The director of ‘Sunshine Superman’ has defended herself from accusations that her documentary is unclear about the tragic fate of its hero, pioneering BASE jumper Carl Boenish.

Marah Strauch tells HuffPostUK that she deliberately left this part of the film unclear, as that was how investigations into Carl’s death panned out in real life.

The amazing life and unexplained death of Carl Boenish are brought to screen in 'Sunshine Superman'

"I decided not to lie about his end. There was no clear answer as to why he died, and a lot of people find that challenging," she says. "But that’s the truth. I could have manufactured something.

"There was no clear answer and if I’d tried to create one, I wouldn’t have been truthful.

“There is some beautiful drama to both the happy moments and sad moments. I really wanted them both to be there.

“He died as he lived and I wanted to show that visually.”

Marah Strauch wanted her film to tell the love story of Carl and his wife Jean

The documentary includes interviews with Carl’s widow Jean, and Marah defends her decision not to pry too forensically into the tragic events of July 1984, when Boenish died in a BASE jump off the Troll Wall in Norway, the day after completing a successful double BASE jump alongside his wife for a 'Guinness World Records' television special.

“We were very conversational. Some articles say that I’m not an investigative reporter, but I wouldn’t claim to be,” tells HuffPostUK. “I would say I’m a poet. I didn’t want to investigate, I wanted to observe. I could have been manipulative and made Jean cry, but I wanted her to tell me what she wanted to tell me.

“That was my desire, and that was what I wanted for Jean. I didn’t want to poke and pry. We had a nice rapport and it was important for me that she liked the film.”

This is the first feature film for Marah, who discovered Carl’s story among reels and reels of sky jumping footage in the basement of her late uncle, a cinematographer and another base jumping enthusiast.

“It took me eight years in total,” she remembers. “A lot of that time was spent saving up the money, and getting 200,000 feet of film transferred onto formats we could actually see. It wasn’t synched up with sound either. So it was like an enormous jigsaw puzzle.

“I didn’t know the story I wanted to tell, but I wanted to include the love story between Carl and Jean. So it was a case of hunting down that material. Carl was great at shooting BASE jumping, but he wasn’t good at filming his more personal moments.”

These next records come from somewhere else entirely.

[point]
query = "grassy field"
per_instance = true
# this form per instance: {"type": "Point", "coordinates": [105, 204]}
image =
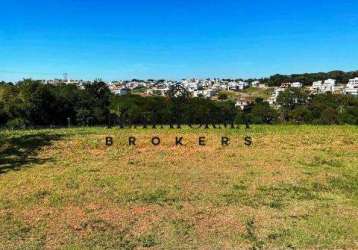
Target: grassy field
{"type": "Point", "coordinates": [295, 187]}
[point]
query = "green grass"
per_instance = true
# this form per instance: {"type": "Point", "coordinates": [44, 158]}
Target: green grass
{"type": "Point", "coordinates": [295, 187]}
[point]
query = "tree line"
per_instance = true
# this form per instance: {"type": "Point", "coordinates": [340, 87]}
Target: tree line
{"type": "Point", "coordinates": [308, 78]}
{"type": "Point", "coordinates": [30, 104]}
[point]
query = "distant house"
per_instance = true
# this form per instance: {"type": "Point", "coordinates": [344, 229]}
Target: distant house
{"type": "Point", "coordinates": [328, 86]}
{"type": "Point", "coordinates": [255, 84]}
{"type": "Point", "coordinates": [242, 103]}
{"type": "Point", "coordinates": [273, 99]}
{"type": "Point", "coordinates": [352, 87]}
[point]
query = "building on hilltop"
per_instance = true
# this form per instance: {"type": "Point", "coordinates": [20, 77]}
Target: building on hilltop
{"type": "Point", "coordinates": [352, 87]}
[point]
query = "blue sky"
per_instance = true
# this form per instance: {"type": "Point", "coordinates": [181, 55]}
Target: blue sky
{"type": "Point", "coordinates": [175, 39]}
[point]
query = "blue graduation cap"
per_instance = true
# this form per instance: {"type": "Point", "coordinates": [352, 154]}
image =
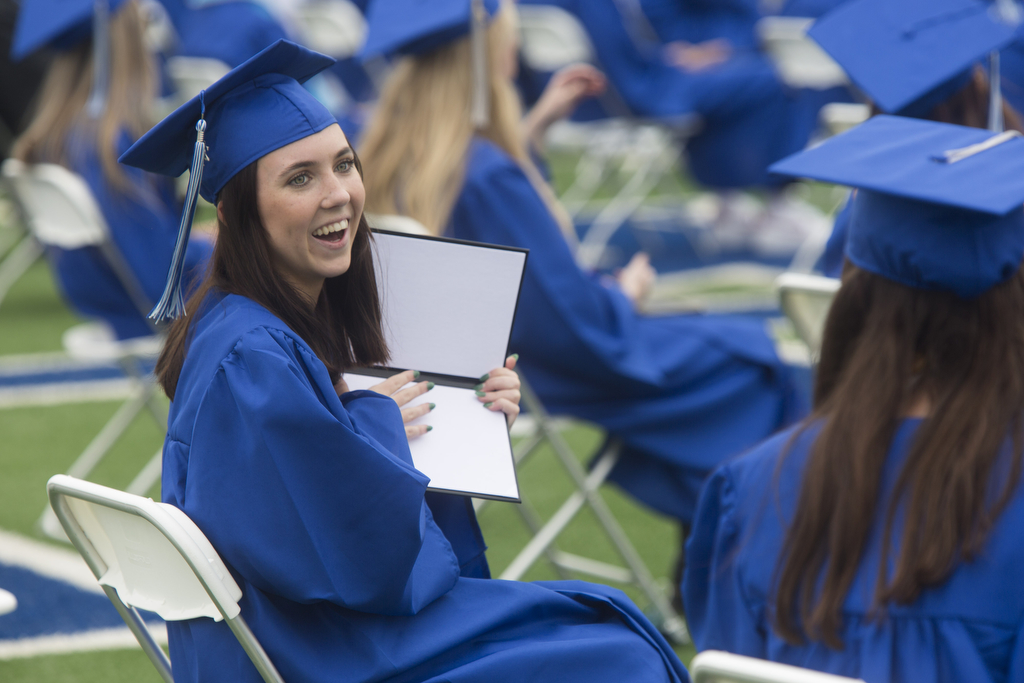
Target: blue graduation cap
{"type": "Point", "coordinates": [415, 27]}
{"type": "Point", "coordinates": [938, 207]}
{"type": "Point", "coordinates": [909, 55]}
{"type": "Point", "coordinates": [258, 107]}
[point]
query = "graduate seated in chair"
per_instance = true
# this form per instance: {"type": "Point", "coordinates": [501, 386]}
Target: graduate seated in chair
{"type": "Point", "coordinates": [919, 76]}
{"type": "Point", "coordinates": [350, 570]}
{"type": "Point", "coordinates": [684, 392]}
{"type": "Point", "coordinates": [88, 115]}
{"type": "Point", "coordinates": [881, 538]}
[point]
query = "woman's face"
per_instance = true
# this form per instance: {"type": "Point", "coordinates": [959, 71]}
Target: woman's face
{"type": "Point", "coordinates": [310, 197]}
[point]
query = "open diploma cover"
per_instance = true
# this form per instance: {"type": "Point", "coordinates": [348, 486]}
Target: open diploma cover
{"type": "Point", "coordinates": [448, 308]}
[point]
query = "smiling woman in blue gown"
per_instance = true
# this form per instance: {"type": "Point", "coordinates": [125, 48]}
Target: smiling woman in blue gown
{"type": "Point", "coordinates": [881, 539]}
{"type": "Point", "coordinates": [350, 570]}
{"type": "Point", "coordinates": [140, 209]}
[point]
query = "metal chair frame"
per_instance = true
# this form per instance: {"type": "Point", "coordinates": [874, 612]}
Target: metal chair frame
{"type": "Point", "coordinates": [587, 494]}
{"type": "Point", "coordinates": [190, 544]}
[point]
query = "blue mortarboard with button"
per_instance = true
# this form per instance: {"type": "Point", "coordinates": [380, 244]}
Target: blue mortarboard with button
{"type": "Point", "coordinates": [909, 55]}
{"type": "Point", "coordinates": [396, 28]}
{"type": "Point", "coordinates": [258, 107]}
{"type": "Point", "coordinates": [938, 206]}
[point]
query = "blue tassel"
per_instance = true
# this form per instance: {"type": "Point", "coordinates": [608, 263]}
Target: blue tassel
{"type": "Point", "coordinates": [172, 304]}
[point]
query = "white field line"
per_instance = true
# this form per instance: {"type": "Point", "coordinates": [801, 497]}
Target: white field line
{"type": "Point", "coordinates": [99, 639]}
{"type": "Point", "coordinates": [66, 392]}
{"type": "Point", "coordinates": [47, 560]}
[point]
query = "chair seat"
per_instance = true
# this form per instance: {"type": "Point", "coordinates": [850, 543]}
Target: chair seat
{"type": "Point", "coordinates": [96, 341]}
{"type": "Point", "coordinates": [8, 602]}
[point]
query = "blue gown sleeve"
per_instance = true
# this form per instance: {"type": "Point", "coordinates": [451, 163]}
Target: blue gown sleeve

Sharing the beauty of Carl’s adventures as well as speaking to those left behind in their tragic aftermath, Marah has come to her own conclusions about the value of BASE jumping.

“I’m not so much of an athlete, but I really enjoy the beauty of people doing these things,” she says now.

“I don’t think BASE jumping is worth it for everybody, but it can give great lessons to those that don’t. I see great value in living your life authentically, the beauty of the fact that people can BASE jump, to be in a world where people do that.

“It also challenges notions of what’s impossible. People will ask, why do that? Well, because you can.”

'Sunshine Superman' is out on DVD and digital download from 28 September.